Congregational Christian Church calls to boycott the church ministers’ tax law
The Fale Iupeli at the Congregational Christian Church headquarters at Malua
By Lagi Keresoma
APIA, SAMOA – TUESDAY 23 JANUARY 2018: The Congregational Christian Church of Samoa (CCCS) is calling on its church ministers to boycott paying taxes under the recently passed law now taxing all church ministers.
The issue was raised by Member of Parliament for Gagaifomauga No.3, Laaulialemalietoa Leuatea Polataivao to delay executing the law until the CCCS annual conference in May 2018.
The MP told Parliament that despite the law being passed last year, it was only last Sunday where a letter from the General Assembly of the Congregational Christian Church was discussed that asked to boycott the law.
He informed Parliament today that CCCS Elders wish to address this matter in their upcoming General Assembly in May 2018 and he asked Government to give the church more time.
The Speaker Toleafoa Faafisi told the former Cabinet Minister that the law has been debated and discussed and that he was present during the debate and he did not voice or speak against the law.
Laauli however clarified that he did not speak out at the time as the Minister in charge of the law assured government and parliament that everything has been agreed to.
“But that is not the case. There is dissent out there,” he said. He also said it was difficult for the church ministers to decide where to stand especially when the mother church gives a direction as they are answerable to the church.
The Prime Minister Tuilaepa Sailele Malielegaoi confirmed in Parliament today that he also received the same letter from the church. But the law was passed in June 2017 with intention to execute it this month, and he believed six months delay for the law to be executed was ample time for the church to discuss whatever was needed to be addressed.

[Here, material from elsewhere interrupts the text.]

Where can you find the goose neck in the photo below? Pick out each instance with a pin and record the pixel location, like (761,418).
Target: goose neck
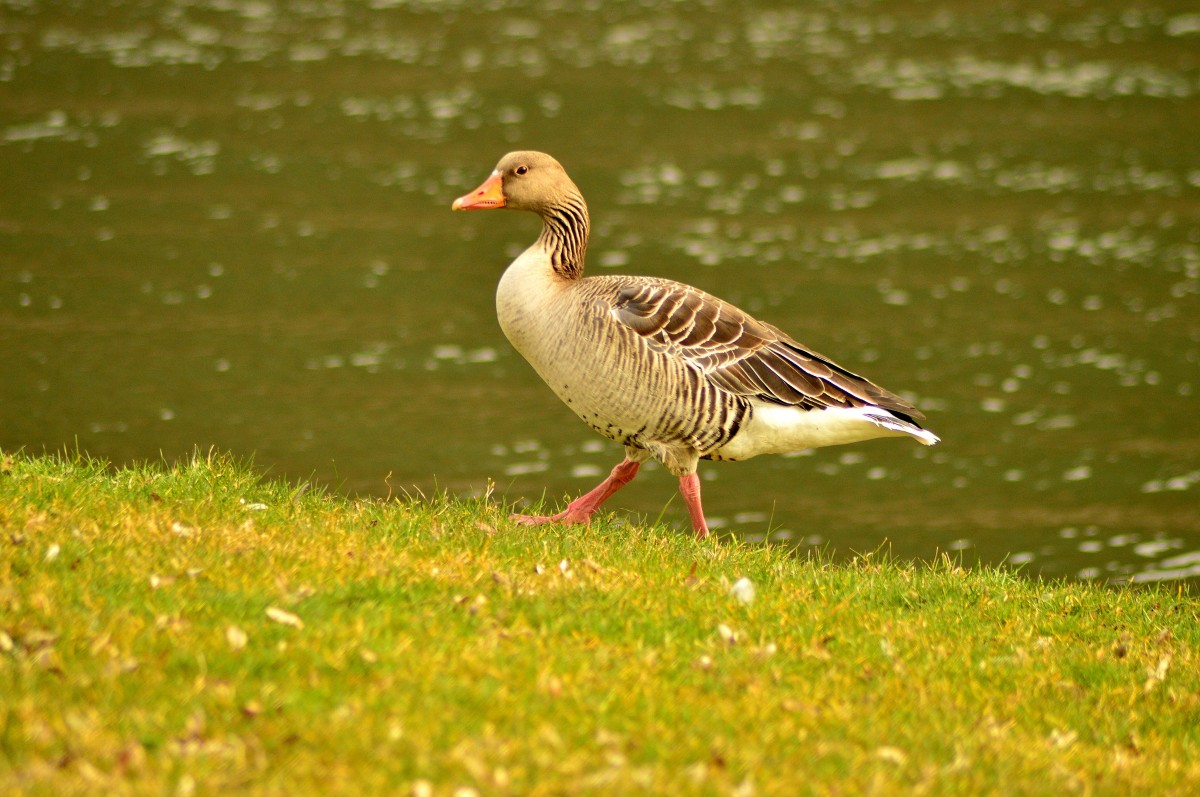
(564,235)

He also explained that only the church minister is answerable under the law and the church members.
Tuilaepa also said that there are church ministers who have been paying taxes for some time.
“If church ministers do not pay tax, then the penalty falls on their heads, because this is not a burden for the church but for church ministers only,” said Tuilaepa.
Parliament Speaker Toleafoa Fa’afisi intervened and pointed out to Laauli that the law has already been passed.
Tuilaepa wanted to know if Laauli was wearing his political hat or that of a deacon.
“This is the wish of all church ministers in my constituency and I must obey them by relaying to Parliament their wish,” said La’auli.
Laauli said that man make laws and man change laws, and calls on Government to consider an extension for the church.
Tuilaepa however insisted that the time for extension was over.
He also encouraged the CCCS General Secretary that he said was a former ‘professor’ at the National University of Samoa, to use his expertise as a professor to explain and clarify to the Elders of the Church what the law says.